Os embargos de declaração dos réus do mensalão que pedem diminuição da pena ou reversão da condenação não passam de tentativas dos condenados de fazer valer para eles a "lei da impunidade" que já beneficia a criminalidade em geral. Tem até lógica: se as cadeias, por força da Lei 12.404 sancionada por Dilma Rousseff em 2011 foram esvaziadas dos criminosos comuns, o que é que criminosos de colarinho branco, verdadeiras excelências... vão fazer agora lá dentro? Os condenados querem a pena reduzida para assim escaparem do vexame de ir para traz das grades! Pois tudo o que nós, povo, queremos é ver a justiça sendo feita para "grandes"...criminosos deste país! Foto: Firmino Caetano Junior. Mara Montezuma Assaf. São Paulo/SP

2 de novembro de 2011

O caos no sistema carcerário de Pernambuco


"Sistema carcerário de Pernambuco é o pior do Brasil", diz magistrado do CNJ". Nem tudo é céu de estrelas ou mar de rosas. Os investimentos no sistema penal é incompatível com as necessidades dos cárceres espalhado por Pernambuco. O fato é Existe um amontoado enorme de pessoas presas em cadeias ou penitenciárias do estado, sem qualquer condição humana de tratamento, nem há nenhuma perspectiva de melhoria, nem a curto, médio ou longo prazo. O sistema já entrou em colapso a muito tempo. Mas mesmo assim, os custos que o estado gasta com cada detento é mais do que 10 salários mínimos, beirando aí os 26 mil reais. A pergunta é, Onde estão indo estes recursos? Quem está fiscalizando?

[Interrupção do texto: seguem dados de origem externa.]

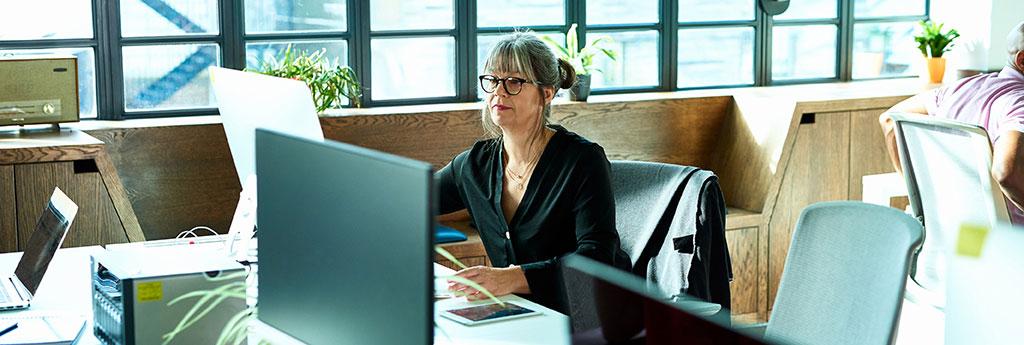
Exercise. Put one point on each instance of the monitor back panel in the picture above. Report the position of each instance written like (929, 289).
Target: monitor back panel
(345, 243)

Os detentos não tem nenhuma condição humana, tratados como bicho, sem qualquer esperança de recuperação. Como resultado, os presos voltam as ruas, quando terminam as penas, com muito mas periculosidade. E quem paga a conta? A própria sociedade. Onde está os Direitos Humanos? Onde está o direito do preso? O detento vai pagar sua pena, mas e quando terminar, será que estará preparado para voltar a convívio urbano? foto: web. Natanael Moraes. Petrolina/PE.